Ich kann nachvollziehen, dass man - nach einem solchen Erlebnis - zuerst daran denkt, man sollte einen wirksamen Vertragsabschluss am Telefon überhaupt nicht mehr zulassen. Aber bitte bedenken Sie, dass das gravierende Folgen für viele Alltagsgeschäfte haben würde, die regelmäßig am Telefon geschlossen werden - ob es die Pizzabestellung oder die Lieferung von Heizöl ist. Oftmals ist es im Interesse des Kunden, dass er schnell und ohne langwierige schriftliche Bestätigungen telefonisch Bestellungen aufgeben kann.

Rechtlich ist es ohnedies so, dass ein Vertrag auch am Telefon nur zustande kommen kann, wenn der Kunde in einen solchen Vertrag einwilligt. Ein Unternehmen, das von Ihnen eine Zahlung verlangt, muss beweisen können, dass Sie mit einem entsprechenden Vertrag einverstanden waren. Dazu reicht es nicht aus, dass man Ihnen eine Rechnung schickt - denn die ersetzt nicht den Vertrag. Nach Ihren Schilderungen haben Sie niemals in einen Vertrag eingewilligt.
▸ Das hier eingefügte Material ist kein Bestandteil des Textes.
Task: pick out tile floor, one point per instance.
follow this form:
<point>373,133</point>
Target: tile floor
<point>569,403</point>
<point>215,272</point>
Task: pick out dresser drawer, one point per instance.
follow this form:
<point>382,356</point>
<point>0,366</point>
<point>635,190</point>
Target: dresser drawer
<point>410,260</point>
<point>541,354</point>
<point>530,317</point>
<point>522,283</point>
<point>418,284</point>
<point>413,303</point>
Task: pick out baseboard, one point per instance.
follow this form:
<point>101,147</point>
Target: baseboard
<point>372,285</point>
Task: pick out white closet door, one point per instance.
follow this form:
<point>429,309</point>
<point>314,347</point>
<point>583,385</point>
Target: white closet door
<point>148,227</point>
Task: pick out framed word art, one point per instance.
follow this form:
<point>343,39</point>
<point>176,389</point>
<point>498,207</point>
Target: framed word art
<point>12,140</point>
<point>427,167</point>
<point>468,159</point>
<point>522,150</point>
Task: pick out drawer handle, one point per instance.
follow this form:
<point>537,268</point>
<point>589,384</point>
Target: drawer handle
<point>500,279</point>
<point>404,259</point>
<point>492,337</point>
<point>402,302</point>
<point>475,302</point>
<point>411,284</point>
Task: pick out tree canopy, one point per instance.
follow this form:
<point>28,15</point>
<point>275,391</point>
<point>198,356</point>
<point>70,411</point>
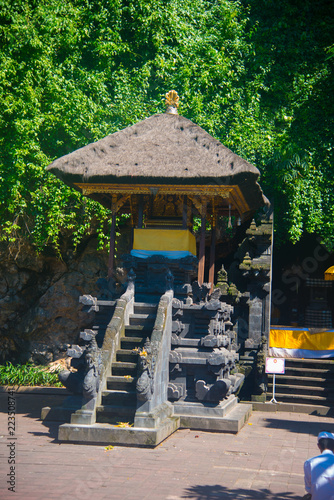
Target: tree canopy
<point>256,74</point>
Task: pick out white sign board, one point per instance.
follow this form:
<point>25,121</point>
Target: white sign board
<point>275,365</point>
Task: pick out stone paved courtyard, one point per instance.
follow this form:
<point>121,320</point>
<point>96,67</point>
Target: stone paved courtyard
<point>264,461</point>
Sie waren also auch rechtlich "auf der sicheren Seite", als Sie sich gegen die Zahlungsforderung gewehrt haben.

Allerdings müssen auch diejenigen Verbraucher stärker geschützt werden, die bei einem Werbeanruf tatsächlich einen Vertrag schließen. Denn oftmals ist man in dieser Situation überfordert und willigt in ein Geschäft ein, dessen Folgen man nicht übersieht oder das man nach etwas mehr Nachdenken nicht haben wollte. Bereits nach geltender Rechtslage haben Verbraucher bei vielen solcher Geschäfte das Recht, sie nachträglich zu widerrufen. Das Bundesministerium der Justiz arbeitet derzeit an einem Gesetzentwurf, mit dem unter anderem diese Widerrufsrechte nochmals erweitert werden.
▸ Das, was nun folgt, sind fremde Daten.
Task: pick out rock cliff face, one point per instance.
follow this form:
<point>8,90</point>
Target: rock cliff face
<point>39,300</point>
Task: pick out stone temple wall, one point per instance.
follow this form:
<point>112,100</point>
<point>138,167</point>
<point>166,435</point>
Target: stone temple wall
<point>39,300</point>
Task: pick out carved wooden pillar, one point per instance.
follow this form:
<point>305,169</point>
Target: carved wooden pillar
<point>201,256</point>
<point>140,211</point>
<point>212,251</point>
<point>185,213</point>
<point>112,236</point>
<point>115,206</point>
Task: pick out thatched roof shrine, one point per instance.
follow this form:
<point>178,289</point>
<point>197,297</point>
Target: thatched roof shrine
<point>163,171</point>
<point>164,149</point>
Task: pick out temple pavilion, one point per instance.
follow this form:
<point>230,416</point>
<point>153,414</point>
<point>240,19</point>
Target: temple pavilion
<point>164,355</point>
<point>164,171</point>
Es freut mich, dass Sie in Ihrer Anfrage auch die mögliche Zwangslage der Mitarbeiterinnen und Mitarbeiter von Call-Centern nicht außer Acht lassen. In der Tat ist es denkbar, dass bei den "schwarzen Schafen" der Branche von den Mitarbeitern erwartet wird, sich unlauterer Methoden zu bedienen und diese es dann nicht wagen, durch Widerspruch und Weigerung ihren Arbeitsplatz zu gefährden. Grundsätzlich ist es arbeitsrechtlich natürlich nicht erlaubt, jemandem deswegen zu kündigen. Arbeitnehmer werden dennoch häufig angesichts der existentiellen Bedeutung ihres Arbeitsplatzes kein Risiko eingehen wollen. Ich erhoffe mir aber auch hier eine Besserung durch eine Änderung der Rechtslage, wie ich sie oben geschildert habe. Wenn die Verbraucher verbesserte Möglichkeiten zum Widerruf von telefonisch geschlossenen Verträgen haben, dürften sich unlautere Methoden für die Unternehmen kaum mehr lohnen. Verbraucher werden sich dann von ungewollten Geschäften einfach nachträglich wieder lösen. Das dürfte auch den Mitarbeitern das Leben erleichtern.